Step 4: Execute sooner rather than later.
At some point, I collect my best deals and move ahead with the purchase. There is some danger here of “analysis paralysis,” where I keep analyzing the situation and seeking better deals, but eventually there’s a point where that’s not cost-effective and I need to move ahead with my purchase.

What’s the point?
For many of you, this might have seemed like a great deal of navel gazing. Why fret so much over the purchase – just get what you need and get on with it! In this process, though, there are some valuable lessons that can be applied to any purchasing decision.

Figure out what you actually need before you start looking at products. It’s easy for me to go to Apple’s website, spec out a system, and go “Wow, that’s impressive!” and then talk myself into it. Even more dangerous is actually visiting an Apple Store, where the systems are out on display. I see them – and I want one. The best way to combat this is to know what you want before you even start looking at real systems. Figure out the specifications you actually desire, do research on the item itself in a general fashion, and then start matching this information with real-world items that match up.

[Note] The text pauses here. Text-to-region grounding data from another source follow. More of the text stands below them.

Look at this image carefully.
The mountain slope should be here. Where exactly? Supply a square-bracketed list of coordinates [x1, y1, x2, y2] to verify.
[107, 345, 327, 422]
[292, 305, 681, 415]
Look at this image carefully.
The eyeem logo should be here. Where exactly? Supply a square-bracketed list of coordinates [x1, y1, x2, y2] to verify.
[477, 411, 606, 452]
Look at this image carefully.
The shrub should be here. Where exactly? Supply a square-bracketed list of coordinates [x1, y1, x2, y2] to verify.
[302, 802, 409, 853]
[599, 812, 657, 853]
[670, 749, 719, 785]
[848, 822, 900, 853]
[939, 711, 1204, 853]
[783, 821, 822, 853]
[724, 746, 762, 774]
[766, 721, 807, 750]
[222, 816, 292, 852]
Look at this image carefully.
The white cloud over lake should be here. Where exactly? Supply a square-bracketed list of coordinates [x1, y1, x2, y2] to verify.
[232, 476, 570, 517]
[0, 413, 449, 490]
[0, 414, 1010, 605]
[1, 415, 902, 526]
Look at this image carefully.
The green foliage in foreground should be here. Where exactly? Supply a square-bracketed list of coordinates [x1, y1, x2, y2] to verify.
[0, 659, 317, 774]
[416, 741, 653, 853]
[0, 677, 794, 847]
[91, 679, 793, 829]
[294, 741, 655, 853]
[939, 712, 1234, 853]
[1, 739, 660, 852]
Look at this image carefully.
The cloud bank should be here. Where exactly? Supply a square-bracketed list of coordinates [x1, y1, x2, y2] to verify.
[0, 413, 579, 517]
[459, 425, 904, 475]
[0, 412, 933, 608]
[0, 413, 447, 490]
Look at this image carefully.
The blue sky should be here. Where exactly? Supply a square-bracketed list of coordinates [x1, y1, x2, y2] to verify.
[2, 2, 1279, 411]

Distinguish the needs from the wants. Obviously, it’s sometimes fun to buy stuff you simply want rather than need, but it’s very easy to go too far down that road and wind up with something overly expensive that goes far beyond what you need and goes into budget-busting excess. As you analyze features (and that should be done before you start actually shopping), focus on defining the things you actually need versus the things you want – and be honest about it. Recognize when you’re buying to fulfill a want rather than a need, and try to keep the wants under control – that will help keep your bill under control.

Tug on your social networks for discounts. Major purchases are a great time to ask around to see if any of your friends – or their friends – have opportunities that would allow you to make your purchase at a discounted price. Coupling this with effective research can often result in a nicely diminished bill at the end of the day. Even better, if someone asks you for help and you have the means to make it happen, make it so – it’s all about paying it forward.

Don’t add “impulse” add-ons. Most major purchases come with pitches for “extras” that you almost assuredly don’t need. Just say no to all of them and figure out any accessories that you might really need later on, and buy those separately with an independent purchase. Electronics stores and car dealerships are both notorious for this, as much of their profit is tied up in slipping little extras in with your big purchase.

I’ll let you know in a few weeks how this all turns out.